Foi a Educação a Distância (EAD) que abriu as portas do Ensino Superior para Elaine Nascimento, 49 anos, que é cega e trabalha na Acergs. A paulista mora em Porto Alegre desde 2018 e está no segundo ano do curso de Licenciatura em Educação Especial na faculdade Censupeg, com sede em Viamão. As aulas são remotas, mas ela conta que tem à sua disposição todos os recursos necessários e apoio dos professores.
Meu sonho é alfabetizar crianças com deficiência, quero ser professora na sala de recursos.
ELAINE NASCIMENTO
Estudante de Educação Especial
— Fui atrás do curso porque tinha acessibilidade, uma amiga que me indicou. Antes eu tinha entrado em um curso de magistério na Restinga, presencial, eu queria fazer antes de ir para a faculdade. Mas não fui bem acolhida. Mas agora está dando certo, tenho tudo que preciso.
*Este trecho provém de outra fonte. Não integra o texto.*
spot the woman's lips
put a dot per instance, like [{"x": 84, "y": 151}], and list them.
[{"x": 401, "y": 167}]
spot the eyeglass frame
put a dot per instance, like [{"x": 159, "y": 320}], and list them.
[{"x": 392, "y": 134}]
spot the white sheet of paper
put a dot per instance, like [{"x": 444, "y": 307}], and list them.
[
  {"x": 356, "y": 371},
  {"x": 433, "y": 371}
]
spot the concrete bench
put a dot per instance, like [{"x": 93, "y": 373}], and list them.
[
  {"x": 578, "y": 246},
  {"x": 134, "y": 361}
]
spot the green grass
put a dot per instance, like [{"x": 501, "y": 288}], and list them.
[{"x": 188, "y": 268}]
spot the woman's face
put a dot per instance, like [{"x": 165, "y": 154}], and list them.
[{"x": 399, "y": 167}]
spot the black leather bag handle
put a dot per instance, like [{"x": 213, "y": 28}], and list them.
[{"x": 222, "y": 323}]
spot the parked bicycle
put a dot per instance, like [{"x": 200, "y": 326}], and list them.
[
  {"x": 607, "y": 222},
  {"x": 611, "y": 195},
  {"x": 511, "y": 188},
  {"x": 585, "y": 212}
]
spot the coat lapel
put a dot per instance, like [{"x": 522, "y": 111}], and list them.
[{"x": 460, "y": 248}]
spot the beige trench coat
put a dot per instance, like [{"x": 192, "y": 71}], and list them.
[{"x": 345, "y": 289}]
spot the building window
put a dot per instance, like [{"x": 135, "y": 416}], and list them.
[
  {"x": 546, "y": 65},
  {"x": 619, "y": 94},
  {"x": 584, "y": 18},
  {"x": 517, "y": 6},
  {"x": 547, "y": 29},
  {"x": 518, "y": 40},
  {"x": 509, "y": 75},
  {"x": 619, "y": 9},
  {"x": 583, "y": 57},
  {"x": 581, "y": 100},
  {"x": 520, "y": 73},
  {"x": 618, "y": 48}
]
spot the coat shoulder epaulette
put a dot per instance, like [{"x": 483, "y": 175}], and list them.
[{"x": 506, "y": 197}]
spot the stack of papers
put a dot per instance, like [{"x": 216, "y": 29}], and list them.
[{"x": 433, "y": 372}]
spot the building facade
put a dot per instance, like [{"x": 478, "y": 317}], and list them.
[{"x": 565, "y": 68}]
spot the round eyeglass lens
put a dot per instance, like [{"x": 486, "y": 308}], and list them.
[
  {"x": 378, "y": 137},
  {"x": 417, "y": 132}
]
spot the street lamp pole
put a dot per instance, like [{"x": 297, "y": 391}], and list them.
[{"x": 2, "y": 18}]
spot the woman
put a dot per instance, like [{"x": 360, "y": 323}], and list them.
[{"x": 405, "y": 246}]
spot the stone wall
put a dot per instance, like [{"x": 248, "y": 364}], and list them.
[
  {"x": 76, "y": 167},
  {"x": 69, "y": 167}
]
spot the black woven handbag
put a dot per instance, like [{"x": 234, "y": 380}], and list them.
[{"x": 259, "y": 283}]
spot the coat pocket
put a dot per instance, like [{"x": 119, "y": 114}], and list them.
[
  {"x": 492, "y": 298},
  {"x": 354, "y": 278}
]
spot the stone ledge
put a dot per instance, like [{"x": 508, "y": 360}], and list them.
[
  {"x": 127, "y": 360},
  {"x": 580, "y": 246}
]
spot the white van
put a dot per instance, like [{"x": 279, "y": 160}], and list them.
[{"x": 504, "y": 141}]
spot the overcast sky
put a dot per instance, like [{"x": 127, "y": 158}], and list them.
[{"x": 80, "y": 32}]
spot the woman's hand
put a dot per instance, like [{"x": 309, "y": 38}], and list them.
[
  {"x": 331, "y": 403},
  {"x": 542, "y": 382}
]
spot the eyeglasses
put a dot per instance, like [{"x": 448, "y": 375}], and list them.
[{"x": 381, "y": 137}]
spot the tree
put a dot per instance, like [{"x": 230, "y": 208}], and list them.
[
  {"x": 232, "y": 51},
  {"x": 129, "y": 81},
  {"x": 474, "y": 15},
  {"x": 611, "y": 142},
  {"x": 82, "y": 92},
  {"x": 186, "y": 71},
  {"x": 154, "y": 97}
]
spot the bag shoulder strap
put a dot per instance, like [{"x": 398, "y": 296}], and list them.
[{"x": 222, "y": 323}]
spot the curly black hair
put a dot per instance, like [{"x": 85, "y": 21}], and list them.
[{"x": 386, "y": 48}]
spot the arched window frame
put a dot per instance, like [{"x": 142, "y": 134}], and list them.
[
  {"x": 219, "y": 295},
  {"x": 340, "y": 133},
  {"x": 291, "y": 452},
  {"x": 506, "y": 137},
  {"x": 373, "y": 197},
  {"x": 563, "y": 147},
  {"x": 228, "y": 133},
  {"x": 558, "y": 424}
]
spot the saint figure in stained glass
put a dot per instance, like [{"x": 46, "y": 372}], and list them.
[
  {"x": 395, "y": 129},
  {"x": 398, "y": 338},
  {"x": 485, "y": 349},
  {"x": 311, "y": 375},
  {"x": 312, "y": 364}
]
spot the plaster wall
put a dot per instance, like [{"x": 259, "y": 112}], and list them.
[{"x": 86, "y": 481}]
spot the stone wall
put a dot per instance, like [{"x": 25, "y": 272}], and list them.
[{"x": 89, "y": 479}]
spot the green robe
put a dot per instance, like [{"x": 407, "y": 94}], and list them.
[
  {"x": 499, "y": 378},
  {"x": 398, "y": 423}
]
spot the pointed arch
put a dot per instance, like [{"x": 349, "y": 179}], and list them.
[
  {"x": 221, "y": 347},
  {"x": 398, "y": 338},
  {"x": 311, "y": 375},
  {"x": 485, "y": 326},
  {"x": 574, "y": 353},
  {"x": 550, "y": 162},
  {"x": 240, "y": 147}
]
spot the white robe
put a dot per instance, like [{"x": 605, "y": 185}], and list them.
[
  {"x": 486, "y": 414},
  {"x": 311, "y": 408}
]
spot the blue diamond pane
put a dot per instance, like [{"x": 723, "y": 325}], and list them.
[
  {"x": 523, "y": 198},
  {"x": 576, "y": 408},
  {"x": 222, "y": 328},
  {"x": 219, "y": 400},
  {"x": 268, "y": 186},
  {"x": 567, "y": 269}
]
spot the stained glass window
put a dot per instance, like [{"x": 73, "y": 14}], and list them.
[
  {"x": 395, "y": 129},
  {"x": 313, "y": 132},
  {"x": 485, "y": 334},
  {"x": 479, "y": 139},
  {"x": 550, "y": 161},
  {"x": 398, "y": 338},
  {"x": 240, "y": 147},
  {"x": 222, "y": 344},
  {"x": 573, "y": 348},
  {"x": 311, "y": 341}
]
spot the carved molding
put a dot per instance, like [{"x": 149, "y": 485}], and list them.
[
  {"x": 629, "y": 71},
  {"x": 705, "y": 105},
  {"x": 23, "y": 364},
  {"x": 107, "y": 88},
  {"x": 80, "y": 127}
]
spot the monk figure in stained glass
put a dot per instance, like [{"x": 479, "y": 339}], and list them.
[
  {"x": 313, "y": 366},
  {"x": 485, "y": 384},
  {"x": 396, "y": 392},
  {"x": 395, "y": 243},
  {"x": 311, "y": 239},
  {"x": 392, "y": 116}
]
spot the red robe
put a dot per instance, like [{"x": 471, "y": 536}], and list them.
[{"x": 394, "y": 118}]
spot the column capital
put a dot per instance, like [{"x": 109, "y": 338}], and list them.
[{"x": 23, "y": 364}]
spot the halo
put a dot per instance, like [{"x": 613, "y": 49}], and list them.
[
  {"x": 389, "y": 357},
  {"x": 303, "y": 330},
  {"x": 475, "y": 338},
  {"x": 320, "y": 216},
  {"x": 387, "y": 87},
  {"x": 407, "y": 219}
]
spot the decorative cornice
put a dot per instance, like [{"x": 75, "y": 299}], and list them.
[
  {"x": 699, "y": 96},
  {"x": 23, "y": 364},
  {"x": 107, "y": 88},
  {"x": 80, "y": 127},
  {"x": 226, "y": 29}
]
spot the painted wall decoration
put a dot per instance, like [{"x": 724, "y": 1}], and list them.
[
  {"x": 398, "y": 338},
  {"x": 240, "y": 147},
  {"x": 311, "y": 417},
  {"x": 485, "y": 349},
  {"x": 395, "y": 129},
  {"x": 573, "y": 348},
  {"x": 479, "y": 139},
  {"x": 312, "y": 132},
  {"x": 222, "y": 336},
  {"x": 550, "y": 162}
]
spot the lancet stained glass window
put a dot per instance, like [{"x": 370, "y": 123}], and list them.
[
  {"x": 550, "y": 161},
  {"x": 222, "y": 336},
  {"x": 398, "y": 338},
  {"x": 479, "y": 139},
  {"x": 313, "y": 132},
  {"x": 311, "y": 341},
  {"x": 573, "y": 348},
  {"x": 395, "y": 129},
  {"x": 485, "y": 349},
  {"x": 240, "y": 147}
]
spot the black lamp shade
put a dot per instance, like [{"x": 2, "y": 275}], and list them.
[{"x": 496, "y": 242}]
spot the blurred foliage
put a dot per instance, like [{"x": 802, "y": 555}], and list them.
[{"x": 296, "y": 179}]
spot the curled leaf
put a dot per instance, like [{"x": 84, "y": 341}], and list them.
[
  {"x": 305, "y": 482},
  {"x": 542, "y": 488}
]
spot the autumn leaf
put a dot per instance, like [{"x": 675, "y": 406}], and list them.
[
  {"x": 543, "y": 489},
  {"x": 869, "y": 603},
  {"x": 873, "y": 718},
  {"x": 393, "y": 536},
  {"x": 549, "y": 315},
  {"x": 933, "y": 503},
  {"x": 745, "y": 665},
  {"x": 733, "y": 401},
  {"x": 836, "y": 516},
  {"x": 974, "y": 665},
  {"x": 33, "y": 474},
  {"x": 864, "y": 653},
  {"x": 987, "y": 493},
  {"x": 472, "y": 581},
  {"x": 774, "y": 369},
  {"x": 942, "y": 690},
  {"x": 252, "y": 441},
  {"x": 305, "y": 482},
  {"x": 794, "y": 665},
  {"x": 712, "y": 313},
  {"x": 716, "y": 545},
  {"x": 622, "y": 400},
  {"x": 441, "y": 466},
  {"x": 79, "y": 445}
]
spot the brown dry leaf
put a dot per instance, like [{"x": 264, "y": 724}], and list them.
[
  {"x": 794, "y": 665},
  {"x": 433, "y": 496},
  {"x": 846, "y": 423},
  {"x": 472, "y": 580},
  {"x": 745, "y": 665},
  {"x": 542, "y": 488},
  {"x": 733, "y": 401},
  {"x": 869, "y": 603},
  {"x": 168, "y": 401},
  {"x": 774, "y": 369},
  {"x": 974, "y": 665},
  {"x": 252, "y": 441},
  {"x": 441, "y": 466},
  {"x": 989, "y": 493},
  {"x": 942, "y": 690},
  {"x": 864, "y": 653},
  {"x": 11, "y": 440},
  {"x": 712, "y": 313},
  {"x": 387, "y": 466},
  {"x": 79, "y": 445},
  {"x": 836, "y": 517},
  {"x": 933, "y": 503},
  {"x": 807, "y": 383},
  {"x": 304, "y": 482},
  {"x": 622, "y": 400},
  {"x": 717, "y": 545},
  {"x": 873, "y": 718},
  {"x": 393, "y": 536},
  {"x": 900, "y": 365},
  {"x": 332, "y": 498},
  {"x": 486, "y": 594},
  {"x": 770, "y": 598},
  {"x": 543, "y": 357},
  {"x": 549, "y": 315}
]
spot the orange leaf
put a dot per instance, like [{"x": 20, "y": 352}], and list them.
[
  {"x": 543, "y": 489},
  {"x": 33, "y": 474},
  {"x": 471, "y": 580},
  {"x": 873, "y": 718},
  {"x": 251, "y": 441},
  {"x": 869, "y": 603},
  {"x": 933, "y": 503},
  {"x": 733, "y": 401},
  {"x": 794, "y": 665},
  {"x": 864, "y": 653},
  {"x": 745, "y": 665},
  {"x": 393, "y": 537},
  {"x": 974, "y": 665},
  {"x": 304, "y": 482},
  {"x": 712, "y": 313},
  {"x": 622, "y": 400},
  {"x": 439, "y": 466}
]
Meu sonho é alfabetizar crianças com deficiência, quero ser professora na sala de recursos.
Para a presidente da Associação de Pais e Amigos dos Excepcionais (Apae) de Porto Alegre, Marilda Cruz Nonnemacher, outro obstáculo que impede os jovens de ingressarem numa universidade é a falta da inclusão ao longo da trajetória escolar, ou seja, desde a infância.
— É importante se ter consciência de que se não houver inclusão adequada e verdadeira na base, a pessoa dificilmente chegará ao Ensino Superior. E é isso que estamos vendo, a falta de preparo dos profissionais para lidar com esses alunos desde a Educação Básica — explica.